Monetary Policy Preview - Caught Between the Devil and the Deep Blue Sea


Monday, March 23, 2020 /02:31 PM / by ARM Research / Header Image Credit: Facebook; @Cenbankng


The Monetary Policy Committee (MPC) is set to meet again amid a global epidemic of the Covid-19 virus which has rocked global markets. At its meeting in January, the MPC hiked the Cash Reserve Requirement by 500 bps to 27.5% in order to curtail the impact of liquidity influx from FI maturity. Now, the CBN is faced with a double whammy of stimulating growth and maintaining FX stability following the impact of Covid-19 on economic activities and global oil prices.


On FX, the CBN has been embattled with lower oil inflows as well as significant repatriation of foreign flows. Just within the first two weeks in March, the CBN had to intervene to the tune of $1.8 billion at the IEW. Balance of flows at the IEW is currently printing at a net outflow of $1.7 billion in March (February: $1.5 billion). In response to the underlying pressure, the CBN made a couple of adjustments to the exchange rates last week. Firstly, the official interbank rate was adjusted to N360/$ from N306/$. In addition, the following rates were also revised from the prevailing rates of N360 - N365/$: IMTOs to Banks - N376/$1, Banks to CBN - N377/$1, CBN to BDCs - N378/$1, BDCs to end-users - Not more than N380/$1.


Elsewhere, the CBN has also adopted some measures to stimulate growth which includes:

i.             Extension of principal moratorium on CBN intervention facilities by one year. In addition, the rates on all facilities were reduced from 9% to 5% effective March 1, 2020.

ii.     Extend its intervention facilities to the pharmaceutical companies, hospital and healthcare practitioners as well as increasing the size of intervention facilities to the agricultural and manufacturing sectors.

iii.         Creation of a N50 billion credit facility for households and SMEs that have been particularly hit by Covid-19.
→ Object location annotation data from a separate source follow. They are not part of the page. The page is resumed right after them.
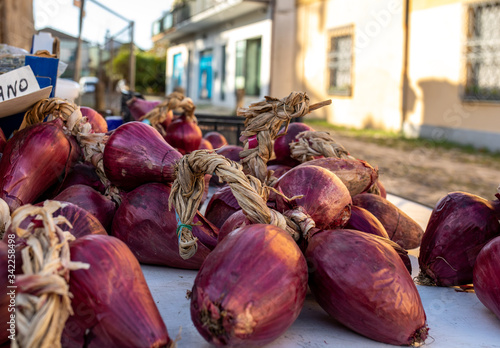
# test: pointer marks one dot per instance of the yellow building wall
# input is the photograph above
(378, 60)
(436, 71)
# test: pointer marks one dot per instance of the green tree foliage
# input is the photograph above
(150, 70)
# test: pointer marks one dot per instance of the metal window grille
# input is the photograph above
(482, 51)
(339, 62)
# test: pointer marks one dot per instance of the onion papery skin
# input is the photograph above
(98, 122)
(357, 175)
(144, 222)
(4, 297)
(486, 276)
(400, 227)
(231, 152)
(35, 159)
(325, 198)
(112, 302)
(250, 289)
(282, 143)
(3, 140)
(361, 282)
(460, 225)
(236, 220)
(364, 221)
(205, 145)
(136, 154)
(184, 135)
(83, 174)
(216, 139)
(102, 207)
(140, 107)
(278, 169)
(221, 206)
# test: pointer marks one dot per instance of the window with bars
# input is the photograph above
(482, 51)
(340, 61)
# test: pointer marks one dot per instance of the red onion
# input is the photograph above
(362, 283)
(3, 140)
(136, 154)
(144, 222)
(112, 302)
(231, 152)
(140, 107)
(216, 139)
(6, 322)
(250, 289)
(221, 206)
(282, 143)
(400, 227)
(459, 227)
(279, 169)
(98, 122)
(34, 159)
(486, 276)
(364, 221)
(205, 145)
(102, 207)
(84, 174)
(184, 135)
(357, 175)
(82, 223)
(325, 198)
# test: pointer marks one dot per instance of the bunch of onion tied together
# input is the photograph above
(82, 208)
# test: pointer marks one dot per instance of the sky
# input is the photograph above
(63, 15)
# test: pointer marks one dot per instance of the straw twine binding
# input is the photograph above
(314, 143)
(187, 191)
(43, 300)
(265, 120)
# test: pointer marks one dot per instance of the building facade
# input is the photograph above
(426, 68)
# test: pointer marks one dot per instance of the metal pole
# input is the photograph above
(132, 59)
(78, 57)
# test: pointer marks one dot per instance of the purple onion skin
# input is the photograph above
(459, 227)
(4, 298)
(251, 287)
(85, 174)
(144, 222)
(361, 282)
(102, 207)
(136, 154)
(221, 206)
(98, 122)
(325, 198)
(486, 276)
(184, 135)
(111, 299)
(364, 221)
(400, 227)
(216, 139)
(357, 175)
(282, 143)
(35, 159)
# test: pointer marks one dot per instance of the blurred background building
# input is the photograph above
(428, 68)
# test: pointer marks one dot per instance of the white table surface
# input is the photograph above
(455, 319)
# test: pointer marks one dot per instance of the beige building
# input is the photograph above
(428, 68)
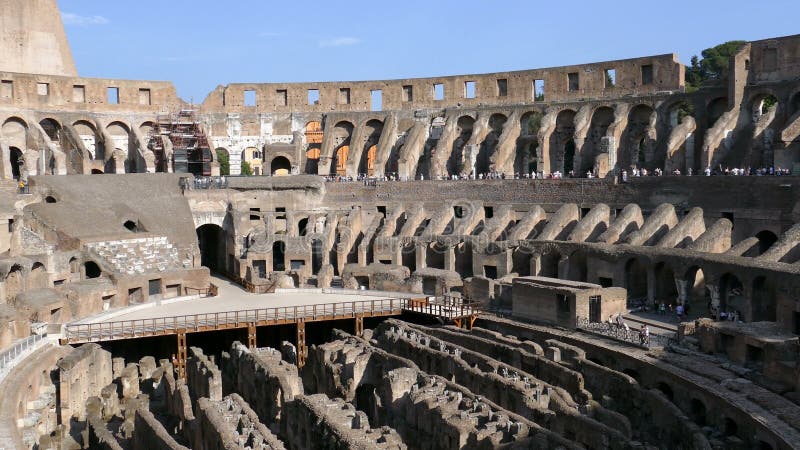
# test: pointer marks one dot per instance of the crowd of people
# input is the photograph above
(624, 175)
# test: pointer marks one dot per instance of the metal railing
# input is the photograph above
(126, 329)
(19, 351)
(630, 335)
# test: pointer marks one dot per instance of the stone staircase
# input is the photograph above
(139, 256)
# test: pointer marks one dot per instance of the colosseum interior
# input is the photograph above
(435, 255)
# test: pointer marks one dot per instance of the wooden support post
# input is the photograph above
(182, 354)
(251, 336)
(302, 350)
(359, 325)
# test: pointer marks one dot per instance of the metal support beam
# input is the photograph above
(251, 336)
(302, 350)
(182, 354)
(359, 325)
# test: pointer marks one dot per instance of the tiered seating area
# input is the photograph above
(138, 256)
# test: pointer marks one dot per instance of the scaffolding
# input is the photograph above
(190, 150)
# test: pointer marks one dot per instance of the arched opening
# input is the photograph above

iv.       Allow banks to consider temporary and time-limited restructuring of the loan tenor and terms for businesses and household most affected by the outbreak of Covid-19, particularly to the Oil & gas, agriculture and manufacturing sectors.

v.            Encourage banks to maintain credit to individuals and businesses as well as considering incentives to banks to give out longer tenured facilities.

vi.         Establishment of a N1.1 trillion intervention fund to support critical sectors of the economy.

Overall, we think the CBN is torn between achieving two conflicting objectives - stimulating growth and maintaining FX stability. For context, while the CBN has embarked on interventions which would increase system liquidity, it is also trying to avoid pressure on the naira via the influx of naira liquidity. Consequently, we expect these two objectives to be major focus at the meeting. In our view, maintaining FX stability would be of utmost importance; however, we do not expect the tactical devaluation by the CBN to keep FPIs given the current global risks and the case of a much-needed single FX rate policy which remains aloof. At best, we expect the CBN to increase OMO rates just to retain some FPIs.


Elsewhere, argument for a reduction in the CRR would result into more FX pressure following more naira liquidity. In the same manner, a hike in the CRR would render CBN's interventions counterintuitive. On balance, we think CBN would leave the CRR unchanged while it also stops the debiting of banks with excess liquidity.


Given the symbolic nature of the MPR, we think the CBN might opt for a reduction just to give a body language of supporting growth. More importantly, we believe the CBN will opt for the use of more administrative tools and increased interventions. For the former, we can't rule out a restriction of access to FX akin to events in 2015.